Friday, December 18, 2009

Luke 2:14

Everyone and his or her dog has posted about Luke 2:14. But I can't agree that Christ only came for those whom God favours and not all of humankind.

I think the main point here is that anthropos needs to be understood as applying univerally to all of mankind. I notice that a lot of other blogs are going with "people" in the restricted sense of only "those people who are favoured." But because of the use of "earth" it seems to me to mean "all people," not just "some people". How about disposing of the plurals altogether and writing,

Glory to God in highest heaven,
And on earth peace
to mankind whom God favours.

It is not poetic and can't replace the KJV in a ritual setting, but at least is does not too severely distort the meaning of the Greek. It leaves no doubt in the mind that God loves all of humankind and not just the favoured few.

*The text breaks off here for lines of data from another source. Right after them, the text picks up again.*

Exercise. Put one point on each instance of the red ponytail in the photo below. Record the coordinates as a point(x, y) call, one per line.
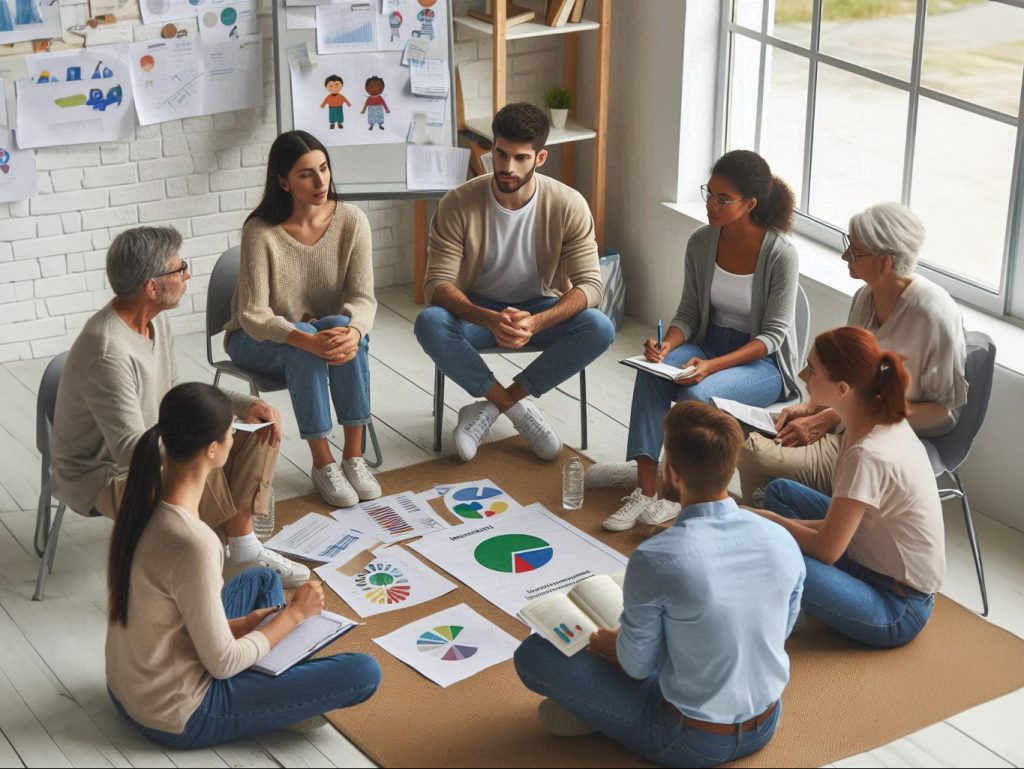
point(853, 355)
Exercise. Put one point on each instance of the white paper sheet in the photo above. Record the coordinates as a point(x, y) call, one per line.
point(390, 519)
point(430, 167)
point(317, 538)
point(513, 559)
point(17, 170)
point(450, 645)
point(394, 580)
point(77, 97)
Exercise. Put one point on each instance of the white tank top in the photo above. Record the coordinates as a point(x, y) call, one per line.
point(731, 297)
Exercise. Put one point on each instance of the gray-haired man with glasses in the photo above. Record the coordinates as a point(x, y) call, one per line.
point(117, 373)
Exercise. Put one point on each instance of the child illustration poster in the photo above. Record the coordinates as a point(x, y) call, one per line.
point(17, 171)
point(29, 19)
point(378, 116)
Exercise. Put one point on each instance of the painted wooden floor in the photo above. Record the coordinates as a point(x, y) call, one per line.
point(53, 706)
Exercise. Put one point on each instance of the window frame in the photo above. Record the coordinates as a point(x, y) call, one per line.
point(1008, 301)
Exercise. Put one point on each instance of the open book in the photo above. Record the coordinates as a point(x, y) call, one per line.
point(567, 620)
point(658, 370)
point(306, 639)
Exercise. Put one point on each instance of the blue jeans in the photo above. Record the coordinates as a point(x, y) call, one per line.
point(311, 383)
point(250, 703)
point(630, 712)
point(756, 383)
point(847, 596)
point(568, 347)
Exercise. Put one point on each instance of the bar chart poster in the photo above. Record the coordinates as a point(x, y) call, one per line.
point(451, 645)
point(514, 559)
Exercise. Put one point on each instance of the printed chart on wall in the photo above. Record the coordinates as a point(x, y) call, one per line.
point(80, 97)
point(29, 19)
point(354, 99)
point(450, 645)
point(394, 580)
point(513, 559)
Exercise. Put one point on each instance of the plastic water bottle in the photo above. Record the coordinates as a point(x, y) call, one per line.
point(572, 484)
point(263, 524)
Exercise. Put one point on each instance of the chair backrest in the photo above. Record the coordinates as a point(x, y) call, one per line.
point(955, 444)
point(46, 400)
point(219, 294)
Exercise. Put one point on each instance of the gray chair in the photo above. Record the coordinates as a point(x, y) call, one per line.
point(948, 452)
point(218, 311)
point(45, 539)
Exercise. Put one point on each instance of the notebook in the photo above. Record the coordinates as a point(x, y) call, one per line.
point(306, 639)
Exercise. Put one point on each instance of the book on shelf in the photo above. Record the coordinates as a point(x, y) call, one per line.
point(567, 620)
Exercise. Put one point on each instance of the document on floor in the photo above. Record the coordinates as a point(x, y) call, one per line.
point(317, 538)
point(760, 419)
point(451, 645)
point(393, 580)
point(391, 519)
point(430, 167)
point(514, 559)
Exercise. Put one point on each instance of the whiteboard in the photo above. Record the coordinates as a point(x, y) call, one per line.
point(370, 172)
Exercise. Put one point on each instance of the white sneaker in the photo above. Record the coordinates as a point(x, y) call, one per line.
point(334, 486)
point(292, 574)
point(626, 516)
point(474, 422)
point(659, 511)
point(532, 425)
point(357, 472)
point(604, 474)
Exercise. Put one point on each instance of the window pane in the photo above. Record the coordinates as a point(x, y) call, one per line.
point(876, 34)
point(962, 169)
point(743, 94)
point(976, 53)
point(785, 109)
point(792, 22)
point(749, 13)
point(859, 140)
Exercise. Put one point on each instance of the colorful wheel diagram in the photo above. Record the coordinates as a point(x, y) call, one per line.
point(440, 643)
point(477, 502)
point(383, 583)
point(513, 553)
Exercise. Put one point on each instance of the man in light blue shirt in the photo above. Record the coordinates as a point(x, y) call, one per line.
point(694, 674)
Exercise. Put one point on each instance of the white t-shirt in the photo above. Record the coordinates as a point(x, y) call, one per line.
point(509, 272)
point(731, 297)
point(901, 535)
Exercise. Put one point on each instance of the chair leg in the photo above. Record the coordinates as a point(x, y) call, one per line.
point(46, 562)
point(438, 407)
point(369, 430)
point(973, 539)
point(583, 410)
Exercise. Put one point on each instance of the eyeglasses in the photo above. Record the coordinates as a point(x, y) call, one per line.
point(719, 201)
point(180, 270)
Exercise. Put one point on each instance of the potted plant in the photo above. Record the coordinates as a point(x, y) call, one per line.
point(558, 100)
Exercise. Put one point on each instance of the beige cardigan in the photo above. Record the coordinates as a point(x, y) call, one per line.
point(566, 248)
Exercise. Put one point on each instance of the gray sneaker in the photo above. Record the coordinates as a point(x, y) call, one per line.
point(334, 486)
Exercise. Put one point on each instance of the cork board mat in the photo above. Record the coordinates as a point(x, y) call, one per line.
point(842, 699)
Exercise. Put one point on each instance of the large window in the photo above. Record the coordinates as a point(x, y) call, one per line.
point(858, 101)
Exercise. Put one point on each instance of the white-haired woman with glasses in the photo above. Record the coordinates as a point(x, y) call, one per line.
point(907, 313)
point(733, 328)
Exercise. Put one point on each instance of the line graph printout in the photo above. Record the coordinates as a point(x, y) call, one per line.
point(514, 559)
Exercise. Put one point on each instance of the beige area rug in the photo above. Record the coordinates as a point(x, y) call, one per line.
point(842, 699)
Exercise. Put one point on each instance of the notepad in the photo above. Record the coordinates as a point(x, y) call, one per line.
point(306, 639)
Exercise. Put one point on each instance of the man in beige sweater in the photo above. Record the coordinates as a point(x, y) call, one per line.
point(118, 371)
point(512, 261)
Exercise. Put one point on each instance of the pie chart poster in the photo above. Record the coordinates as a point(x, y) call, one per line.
point(511, 560)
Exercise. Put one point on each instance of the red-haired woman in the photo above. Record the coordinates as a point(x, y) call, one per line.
point(876, 550)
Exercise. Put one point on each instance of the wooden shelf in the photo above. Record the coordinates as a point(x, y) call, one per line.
point(572, 132)
point(528, 29)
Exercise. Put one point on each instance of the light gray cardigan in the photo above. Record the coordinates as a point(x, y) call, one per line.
point(774, 301)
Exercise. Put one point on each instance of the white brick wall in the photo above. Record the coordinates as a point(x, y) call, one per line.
point(202, 175)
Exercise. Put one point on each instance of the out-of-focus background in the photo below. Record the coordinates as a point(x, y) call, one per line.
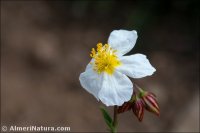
point(45, 45)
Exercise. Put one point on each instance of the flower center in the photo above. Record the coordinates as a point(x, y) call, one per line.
point(105, 59)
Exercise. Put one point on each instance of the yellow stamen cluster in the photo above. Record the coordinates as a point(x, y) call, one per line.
point(105, 59)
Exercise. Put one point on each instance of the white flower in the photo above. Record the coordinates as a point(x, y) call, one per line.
point(105, 75)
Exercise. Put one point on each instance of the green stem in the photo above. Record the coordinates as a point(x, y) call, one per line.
point(115, 118)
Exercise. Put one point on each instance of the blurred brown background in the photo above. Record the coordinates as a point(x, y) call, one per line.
point(45, 45)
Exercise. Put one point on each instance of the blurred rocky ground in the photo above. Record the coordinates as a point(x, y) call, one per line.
point(45, 45)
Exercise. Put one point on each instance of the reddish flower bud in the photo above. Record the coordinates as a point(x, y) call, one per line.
point(138, 108)
point(125, 107)
point(151, 103)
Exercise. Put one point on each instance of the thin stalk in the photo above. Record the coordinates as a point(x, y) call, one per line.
point(115, 118)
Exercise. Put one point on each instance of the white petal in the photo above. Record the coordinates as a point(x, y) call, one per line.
point(136, 66)
point(91, 81)
point(116, 89)
point(89, 66)
point(122, 40)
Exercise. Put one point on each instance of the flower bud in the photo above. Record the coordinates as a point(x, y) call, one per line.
point(138, 108)
point(151, 103)
point(125, 107)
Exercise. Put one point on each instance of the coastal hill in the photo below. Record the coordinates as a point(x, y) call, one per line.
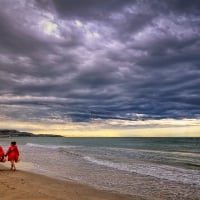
point(15, 133)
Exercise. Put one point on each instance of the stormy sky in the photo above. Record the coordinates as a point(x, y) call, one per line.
point(123, 61)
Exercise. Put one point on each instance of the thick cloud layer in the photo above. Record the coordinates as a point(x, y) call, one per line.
point(109, 59)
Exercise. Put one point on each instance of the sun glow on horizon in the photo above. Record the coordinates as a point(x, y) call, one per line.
point(100, 128)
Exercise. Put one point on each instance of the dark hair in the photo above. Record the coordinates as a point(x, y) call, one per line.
point(13, 143)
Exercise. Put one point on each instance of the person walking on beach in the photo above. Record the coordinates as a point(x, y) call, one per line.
point(2, 155)
point(13, 154)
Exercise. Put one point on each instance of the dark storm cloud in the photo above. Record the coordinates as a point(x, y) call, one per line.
point(111, 59)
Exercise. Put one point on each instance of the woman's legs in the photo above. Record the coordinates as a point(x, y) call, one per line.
point(13, 165)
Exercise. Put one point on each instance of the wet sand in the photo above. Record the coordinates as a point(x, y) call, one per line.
point(29, 186)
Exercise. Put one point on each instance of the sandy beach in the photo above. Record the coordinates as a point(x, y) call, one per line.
point(28, 186)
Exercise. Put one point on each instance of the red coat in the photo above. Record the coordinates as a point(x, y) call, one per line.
point(2, 154)
point(13, 153)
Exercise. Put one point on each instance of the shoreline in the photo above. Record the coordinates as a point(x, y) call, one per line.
point(30, 186)
point(26, 185)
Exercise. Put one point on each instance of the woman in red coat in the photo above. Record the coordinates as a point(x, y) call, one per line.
point(13, 154)
point(2, 155)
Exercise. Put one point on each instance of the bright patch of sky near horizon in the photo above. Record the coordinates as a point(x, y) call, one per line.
point(100, 68)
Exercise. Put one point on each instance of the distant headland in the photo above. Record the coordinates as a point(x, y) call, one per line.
point(16, 133)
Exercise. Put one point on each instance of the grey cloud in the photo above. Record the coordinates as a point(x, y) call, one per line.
point(144, 60)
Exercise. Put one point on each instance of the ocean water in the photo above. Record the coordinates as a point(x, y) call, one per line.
point(110, 163)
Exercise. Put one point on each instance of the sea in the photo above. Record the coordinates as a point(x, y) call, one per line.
point(110, 163)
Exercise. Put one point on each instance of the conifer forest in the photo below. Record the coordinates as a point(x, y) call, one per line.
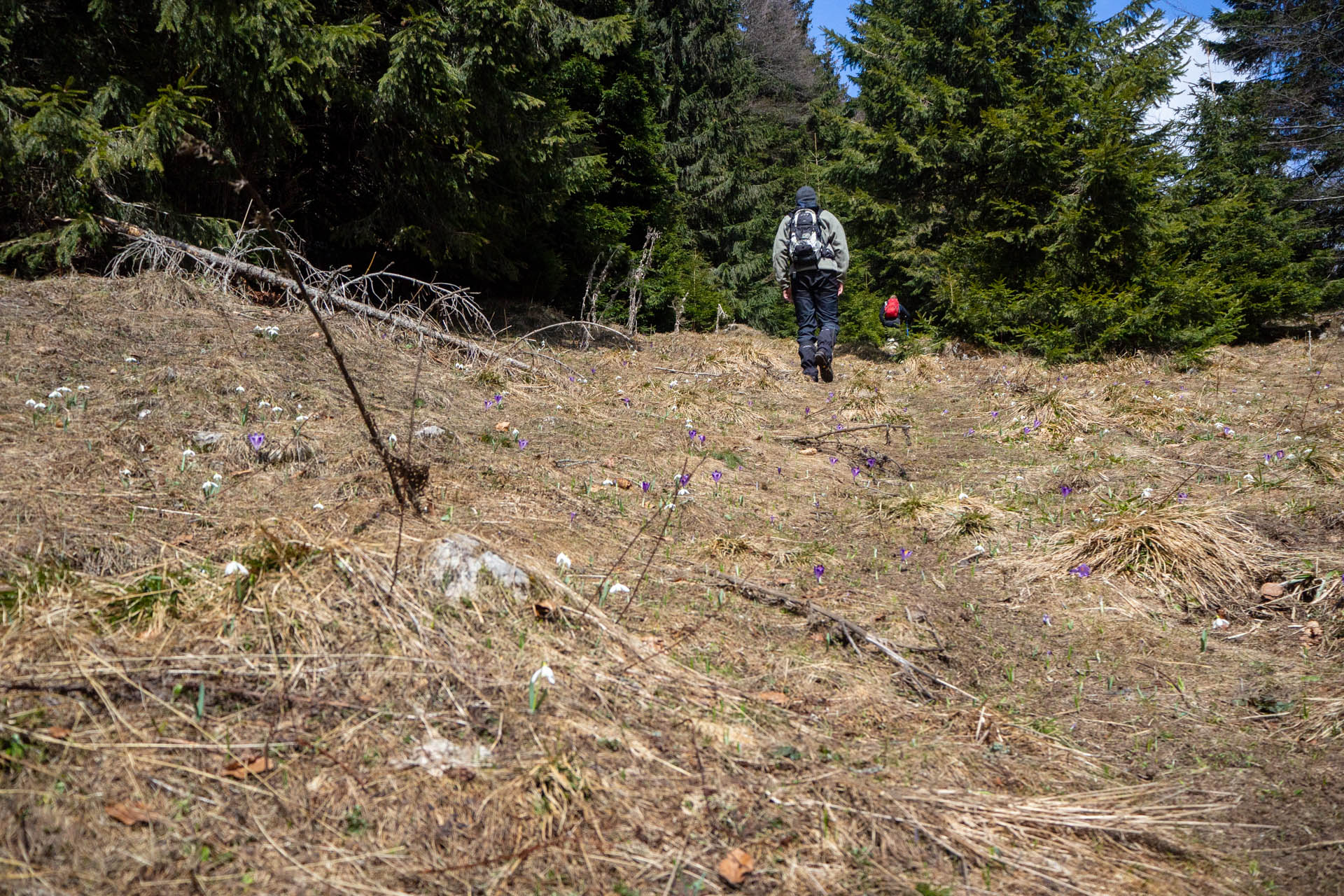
point(995, 163)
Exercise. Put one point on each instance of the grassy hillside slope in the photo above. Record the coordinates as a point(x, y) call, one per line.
point(1140, 594)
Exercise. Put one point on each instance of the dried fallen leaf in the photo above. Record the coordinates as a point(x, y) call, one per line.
point(736, 867)
point(132, 813)
point(253, 766)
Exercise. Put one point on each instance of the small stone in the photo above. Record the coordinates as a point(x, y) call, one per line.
point(206, 440)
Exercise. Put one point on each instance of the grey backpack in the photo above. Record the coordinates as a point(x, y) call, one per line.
point(806, 244)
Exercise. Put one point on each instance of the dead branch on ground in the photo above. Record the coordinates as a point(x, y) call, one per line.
point(773, 597)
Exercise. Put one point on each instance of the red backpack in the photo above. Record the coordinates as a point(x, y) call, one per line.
point(892, 314)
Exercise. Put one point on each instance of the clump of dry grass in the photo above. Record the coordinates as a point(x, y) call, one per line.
point(1205, 554)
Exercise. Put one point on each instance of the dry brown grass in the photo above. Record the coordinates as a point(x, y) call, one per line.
point(683, 723)
point(1198, 554)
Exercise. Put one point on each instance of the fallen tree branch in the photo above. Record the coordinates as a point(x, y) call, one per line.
point(279, 281)
point(773, 597)
point(854, 449)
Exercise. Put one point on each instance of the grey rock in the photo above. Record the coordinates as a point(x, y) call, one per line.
point(206, 440)
point(457, 564)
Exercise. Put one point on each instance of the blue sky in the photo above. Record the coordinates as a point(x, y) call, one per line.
point(835, 15)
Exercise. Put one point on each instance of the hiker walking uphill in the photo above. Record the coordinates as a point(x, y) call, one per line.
point(811, 257)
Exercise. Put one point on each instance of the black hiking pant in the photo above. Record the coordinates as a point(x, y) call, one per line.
point(816, 307)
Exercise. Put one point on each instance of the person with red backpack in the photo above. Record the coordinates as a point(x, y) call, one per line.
point(811, 258)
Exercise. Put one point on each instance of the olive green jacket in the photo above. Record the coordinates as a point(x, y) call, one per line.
point(831, 232)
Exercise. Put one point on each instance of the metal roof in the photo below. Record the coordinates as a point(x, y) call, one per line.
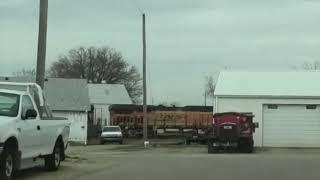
point(62, 94)
point(108, 94)
point(268, 84)
point(67, 94)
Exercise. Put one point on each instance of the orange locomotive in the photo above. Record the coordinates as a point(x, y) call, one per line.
point(187, 121)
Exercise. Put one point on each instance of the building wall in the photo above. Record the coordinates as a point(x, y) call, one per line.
point(101, 114)
point(78, 127)
point(255, 105)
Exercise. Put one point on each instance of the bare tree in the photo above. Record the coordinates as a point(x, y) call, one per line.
point(209, 88)
point(27, 73)
point(312, 66)
point(99, 65)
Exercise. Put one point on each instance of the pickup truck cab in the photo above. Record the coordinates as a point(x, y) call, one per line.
point(28, 131)
point(111, 134)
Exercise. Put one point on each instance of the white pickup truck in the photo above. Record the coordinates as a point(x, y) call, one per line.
point(28, 131)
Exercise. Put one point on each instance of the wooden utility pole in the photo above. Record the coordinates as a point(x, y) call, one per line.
point(145, 120)
point(42, 42)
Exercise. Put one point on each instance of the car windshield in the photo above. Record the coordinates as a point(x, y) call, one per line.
point(9, 104)
point(111, 129)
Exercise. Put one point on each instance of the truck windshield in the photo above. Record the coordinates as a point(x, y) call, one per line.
point(9, 104)
point(111, 129)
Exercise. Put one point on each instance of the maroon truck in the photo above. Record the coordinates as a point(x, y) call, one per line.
point(232, 131)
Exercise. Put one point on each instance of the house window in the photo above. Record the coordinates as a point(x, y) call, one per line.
point(311, 106)
point(272, 106)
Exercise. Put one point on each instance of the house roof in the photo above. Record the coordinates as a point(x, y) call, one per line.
point(273, 84)
point(62, 94)
point(108, 94)
point(67, 94)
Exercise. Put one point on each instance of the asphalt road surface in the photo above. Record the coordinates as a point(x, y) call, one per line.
point(208, 167)
point(181, 162)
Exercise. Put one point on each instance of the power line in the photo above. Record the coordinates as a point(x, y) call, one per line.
point(150, 83)
point(137, 5)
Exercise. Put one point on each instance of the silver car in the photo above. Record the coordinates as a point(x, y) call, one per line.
point(111, 134)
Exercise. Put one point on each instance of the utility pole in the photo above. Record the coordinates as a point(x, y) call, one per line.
point(145, 120)
point(42, 42)
point(205, 98)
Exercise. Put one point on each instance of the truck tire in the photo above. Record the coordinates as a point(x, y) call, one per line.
point(187, 141)
point(7, 164)
point(211, 149)
point(52, 161)
point(245, 146)
point(121, 142)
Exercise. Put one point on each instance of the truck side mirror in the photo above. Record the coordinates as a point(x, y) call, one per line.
point(31, 114)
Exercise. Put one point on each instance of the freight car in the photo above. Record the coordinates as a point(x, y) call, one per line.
point(191, 122)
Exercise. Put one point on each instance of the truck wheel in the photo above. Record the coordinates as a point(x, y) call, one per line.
point(52, 161)
point(7, 164)
point(211, 149)
point(245, 146)
point(187, 141)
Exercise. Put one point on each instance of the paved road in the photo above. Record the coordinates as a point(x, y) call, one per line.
point(180, 162)
point(201, 166)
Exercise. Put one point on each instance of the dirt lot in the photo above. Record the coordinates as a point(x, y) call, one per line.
point(175, 162)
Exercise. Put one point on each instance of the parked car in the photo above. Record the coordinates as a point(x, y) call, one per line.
point(28, 132)
point(232, 131)
point(111, 134)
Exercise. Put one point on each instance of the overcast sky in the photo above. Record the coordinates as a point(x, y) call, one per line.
point(187, 39)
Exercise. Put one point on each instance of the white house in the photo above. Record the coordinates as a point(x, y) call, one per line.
point(69, 98)
point(102, 96)
point(286, 105)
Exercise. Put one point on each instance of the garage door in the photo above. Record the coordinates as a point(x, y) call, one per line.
point(291, 125)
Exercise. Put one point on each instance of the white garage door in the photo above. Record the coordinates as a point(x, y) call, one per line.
point(291, 126)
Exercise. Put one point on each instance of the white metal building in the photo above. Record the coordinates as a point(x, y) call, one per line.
point(69, 98)
point(286, 105)
point(102, 96)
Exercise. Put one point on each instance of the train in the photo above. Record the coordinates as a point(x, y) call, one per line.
point(190, 122)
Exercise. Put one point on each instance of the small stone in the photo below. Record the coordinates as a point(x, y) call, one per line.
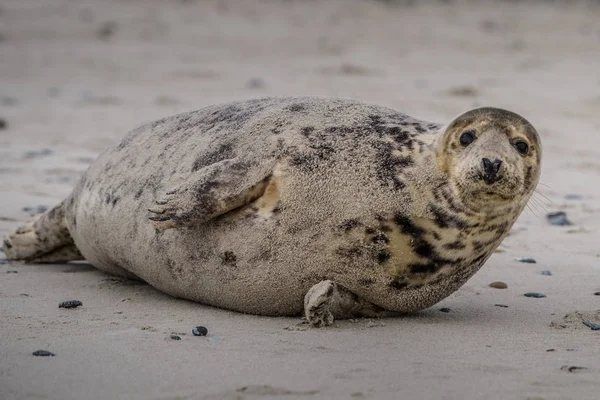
point(498, 285)
point(572, 368)
point(535, 295)
point(43, 353)
point(70, 304)
point(255, 83)
point(200, 331)
point(592, 326)
point(35, 209)
point(558, 218)
point(526, 260)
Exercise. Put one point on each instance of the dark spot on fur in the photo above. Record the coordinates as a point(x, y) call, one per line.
point(407, 226)
point(444, 219)
point(330, 290)
point(395, 284)
point(229, 258)
point(385, 228)
point(456, 245)
point(223, 152)
point(366, 281)
point(421, 268)
point(380, 238)
point(383, 255)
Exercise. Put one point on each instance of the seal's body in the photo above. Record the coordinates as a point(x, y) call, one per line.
point(254, 206)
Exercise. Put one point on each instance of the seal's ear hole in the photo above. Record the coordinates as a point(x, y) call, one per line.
point(522, 147)
point(467, 138)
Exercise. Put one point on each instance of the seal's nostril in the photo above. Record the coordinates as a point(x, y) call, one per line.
point(491, 167)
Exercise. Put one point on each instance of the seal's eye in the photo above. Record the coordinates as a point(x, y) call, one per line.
point(522, 147)
point(467, 138)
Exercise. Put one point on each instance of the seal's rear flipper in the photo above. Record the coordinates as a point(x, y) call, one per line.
point(210, 192)
point(45, 238)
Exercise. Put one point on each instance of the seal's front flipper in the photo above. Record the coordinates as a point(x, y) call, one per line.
point(45, 238)
point(210, 192)
point(327, 301)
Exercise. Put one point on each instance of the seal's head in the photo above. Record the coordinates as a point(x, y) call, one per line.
point(491, 157)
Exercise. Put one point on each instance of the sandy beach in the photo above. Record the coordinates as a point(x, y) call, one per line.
point(76, 76)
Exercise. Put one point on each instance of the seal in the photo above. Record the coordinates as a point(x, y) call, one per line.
point(279, 206)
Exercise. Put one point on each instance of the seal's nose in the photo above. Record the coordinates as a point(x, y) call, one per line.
point(491, 168)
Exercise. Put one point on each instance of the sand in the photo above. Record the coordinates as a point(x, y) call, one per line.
point(76, 76)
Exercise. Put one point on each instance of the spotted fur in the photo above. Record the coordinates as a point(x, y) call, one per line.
point(248, 205)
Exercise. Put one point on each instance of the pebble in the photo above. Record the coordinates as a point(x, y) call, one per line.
point(526, 260)
point(498, 285)
point(255, 83)
point(41, 153)
point(592, 326)
point(558, 218)
point(70, 304)
point(200, 331)
point(536, 295)
point(572, 368)
point(35, 209)
point(43, 353)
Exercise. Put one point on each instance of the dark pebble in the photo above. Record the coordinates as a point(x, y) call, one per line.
point(43, 353)
point(498, 285)
point(558, 218)
point(35, 209)
point(70, 304)
point(526, 260)
point(572, 368)
point(536, 295)
point(200, 331)
point(592, 326)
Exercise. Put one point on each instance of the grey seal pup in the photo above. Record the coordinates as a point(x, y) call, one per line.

Other blogs which discuss this passage are:

Jim West
Clayboy
Kirk Gayle
Hobbins
BBB
Shields up


1. In Mark 3:28 we see a precedent set by the ESV of translating the plural of anthropos into English as "man" as a generic for the human race. I don't think "men" functions as a generic any more, so it is really just time to give that one up and get over it.
2. I just reread Kirk's version and I think it hits the nail on the head, but mine is a little more spare.

1 comment:

Rod said...

Nice post.

And yeah, to go with "those God favors" exposes Calvinist biases in the interpretation of texts. hardly objective.